Cette citation de Simone de Beauvoir n'a apriori trop rien à faire avec ce dernier film de Yórgos Lánthimos mais je trouve au contraire que le film lui donne tout son sens. Il y est ici question d'une jeune femme bien étrange "fabriquée" par le docteur Godwin Baxter et étudiée par son disciple auquel elle est promise en mariage.
On est donc évidemment dans des références à "Frankenstein", même visuelles d'ailleurs (notamment la scène de la "création" qui renvoi directement au film de 1931) mais pas que puisque le noir et blanc au début peut être une référence plus générale à la période Universal Monsters. Même dans l'ambiance d'ailleurs, il y a cette espèce de côté glauque assez pesant et déstabilisant, accentué par l'utilisation du fisheye pendant toute la première partie du film, donnant cette impression d'irréalité.
Mais le noir et blanc et le fisheye ne sont pas là uniquement pour ces raisons, tous ces procédés de mise en scène et de montage s'adaptent en réalité au personnage principal, à Bella et à sa vision du monde. Alors oui, ce n'est certes pas très subtil mais le ça a le mérite d'être formellement intéressant et surtout réussi. Par exemple, le fisheye agrandi le monde étriqué de Bella que le réalisateur va ensuite un peu laisser tomber au profit de plans beaucoup plus larges, au fur et à mesure que Bella découvre le monde. De même que la couleur apparait lorsque Bella sort de son carcan pour aller littéralement vivre ses aventures.

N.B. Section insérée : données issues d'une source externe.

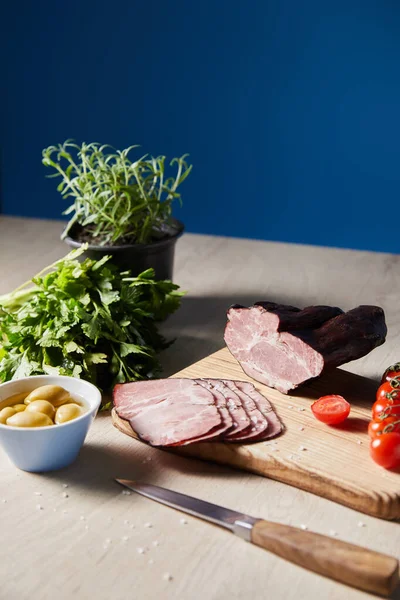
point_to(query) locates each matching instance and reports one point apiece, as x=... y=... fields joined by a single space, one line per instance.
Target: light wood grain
x=46 y=554
x=332 y=462
x=332 y=558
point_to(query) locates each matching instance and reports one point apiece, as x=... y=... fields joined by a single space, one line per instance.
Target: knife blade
x=355 y=566
x=238 y=523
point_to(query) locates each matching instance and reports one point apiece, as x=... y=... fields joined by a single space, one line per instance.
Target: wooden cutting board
x=332 y=462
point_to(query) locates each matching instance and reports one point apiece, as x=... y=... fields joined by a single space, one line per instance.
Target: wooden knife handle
x=355 y=566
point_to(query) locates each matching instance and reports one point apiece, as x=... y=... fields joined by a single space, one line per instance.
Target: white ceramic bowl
x=40 y=449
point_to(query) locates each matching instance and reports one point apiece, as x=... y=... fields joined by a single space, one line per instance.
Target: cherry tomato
x=392 y=371
x=385 y=450
x=331 y=409
x=385 y=408
x=381 y=426
x=388 y=390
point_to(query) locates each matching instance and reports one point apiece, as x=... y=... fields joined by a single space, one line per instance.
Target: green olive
x=52 y=393
x=67 y=412
x=29 y=419
x=42 y=406
x=15 y=399
x=5 y=413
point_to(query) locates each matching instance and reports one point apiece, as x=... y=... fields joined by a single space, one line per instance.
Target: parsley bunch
x=85 y=320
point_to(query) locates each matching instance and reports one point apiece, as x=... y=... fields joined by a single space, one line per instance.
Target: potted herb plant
x=120 y=208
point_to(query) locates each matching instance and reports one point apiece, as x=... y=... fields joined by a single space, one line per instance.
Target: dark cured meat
x=282 y=346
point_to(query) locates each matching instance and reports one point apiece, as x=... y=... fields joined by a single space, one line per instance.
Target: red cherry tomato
x=331 y=409
x=387 y=390
x=392 y=371
x=381 y=426
x=385 y=450
x=386 y=408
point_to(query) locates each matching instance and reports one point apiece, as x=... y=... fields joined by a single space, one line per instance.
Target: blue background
x=290 y=109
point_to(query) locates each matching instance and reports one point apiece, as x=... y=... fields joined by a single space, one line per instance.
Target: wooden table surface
x=90 y=540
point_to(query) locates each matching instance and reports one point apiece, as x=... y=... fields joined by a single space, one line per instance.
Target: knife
x=347 y=563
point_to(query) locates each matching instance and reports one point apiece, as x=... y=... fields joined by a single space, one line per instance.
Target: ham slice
x=283 y=346
x=166 y=412
x=274 y=425
x=176 y=412
x=258 y=423
x=240 y=418
x=226 y=419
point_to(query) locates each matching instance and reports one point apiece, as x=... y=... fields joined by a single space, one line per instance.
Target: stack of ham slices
x=176 y=412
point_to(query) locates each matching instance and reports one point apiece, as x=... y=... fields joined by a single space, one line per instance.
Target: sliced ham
x=176 y=412
x=258 y=423
x=274 y=425
x=283 y=346
x=240 y=418
x=165 y=412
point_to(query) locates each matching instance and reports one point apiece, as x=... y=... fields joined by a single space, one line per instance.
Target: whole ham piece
x=283 y=346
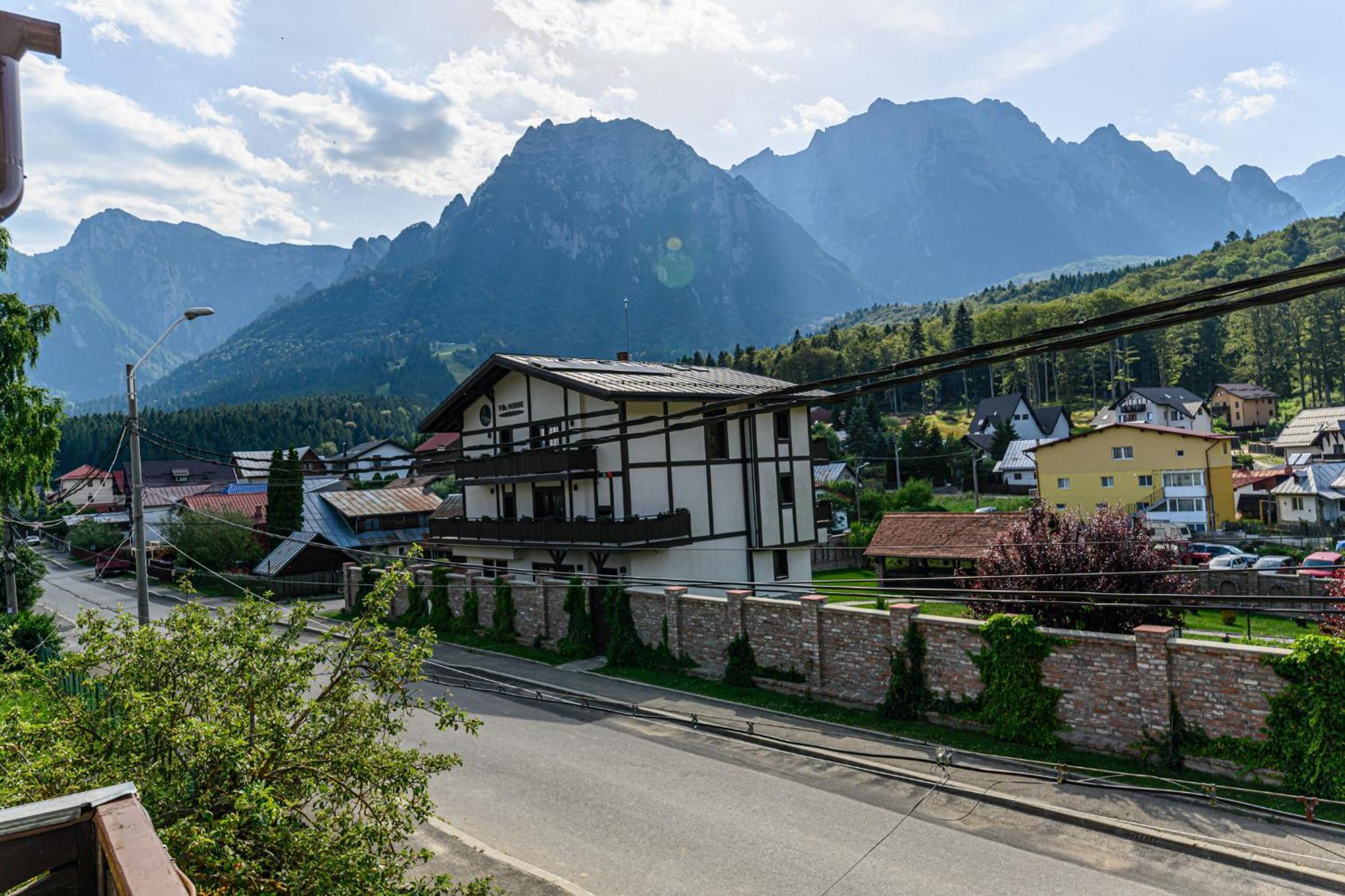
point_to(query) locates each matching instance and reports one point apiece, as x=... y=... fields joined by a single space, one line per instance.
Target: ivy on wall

Et c'est d'ailleurs là que l'on peut en revenir à la phrase de Beauvoir puisque si Bella est un objet asservi par les hommes au début du film, elle va ensuite apprendre à devenir une femme à sa manière, à passer de l'état de poupée au statut de femme qui s’émancipe (un peu comme "Barbie" en gros mais en beaucoup mieux). Ainsi, on a également un discours un peu balourd sur la condition des femmes avec des dialogues très explicites et très peu subtils, comme s'il fallait absolument que l'on comprenne que le propos du film est féministe. Pour autant, je n'ai pas trouvé ça réellement dérangeant puisque, encore une fois, Bella est un personnage naïf, une enfant n'étant pas adaptée aux normes sociales qui pense que tout le monde est beau et gentil et qui va apprendre que le monde est plus violent que ça.
Ainsi, le film s'adapte à cette naïveté en le devenant quelques-fois lui aussi mais sans jamais pour autant être mièvre et en ayant toujours bien conscience de cette naïveté ; ces discours peu subtils n'étant alors pas là pour prendre le spectateur par la main mais plutôt pour s'adapter au personnage qu'il dépeint. Parce-que Bella va beaucoup s'émanciper par la sexualité, une sexualité complètement décomplexée (nous donnant par ailleurs des scènes très drôles, comme celle de l'apprentissage de la sexualité) mais également de par les rencontres qu'elle y fait, chaque chapitre qui découpe le film en "destination" est en réalité une étape de la vie de Bella, chacune de ces étapes la faisant grandir intellectuellement.
Ce qui nous donne ainsi une fin avec un effet miroir au début car si Bella part de la maison avec une démarche très mécanique et une naïveté déconcertante, elle revient en ayant une démarche beaucoup plus gracieuse, en ayant compris beaucoup de choses sur la vie et sur son passé mais surtout en ayant cette l'ascendant sur les hommes de la maison et notamment son fiancé.
On peut également y voir une analogie à la Bible puisque le docteur Godwin fait évidemment référence à Dieu et Bella à Ève, analogie d'autant plus appuyée lorsque Bella découvre la masturbation avec un fruit rond, semblable donc à une pomme (si ce n'est une pomme d'ailleurs, j'ai pas trop fait gaffe). Suite à cela, elle se chasse elle-même du Jardin d'Éden représenté par sa maison pour aller dans le "vrai" monde.
Comme mentionné plus haut, la caméra s'adapte au regard de Bella et le réalisateur nous plonge alors dans un univers intemporel, irréel, surréaliste et onirique, d'autant plus que chaque chapitre à sa propre identité visuelle, permettant de nombreuses idées de mise en scène différentes et de mettre en place un univers visuel très riche.
Concernant les acteurs, nous retrouvons en particulier Mark Ruffalo, Willem Dafoe et Ramy Youssef qui jouent très bien mais surtout Emma Stone qui écrase tout sur son passage ! Malgré son discours quelques fois un peu balourd (mais justifié par la naïveté du personnage principal) qui pourrait en rebuter plus d'un, "Pauvres créatures" est un film magnifique et captivant, tout aussi drôle que dérangeant.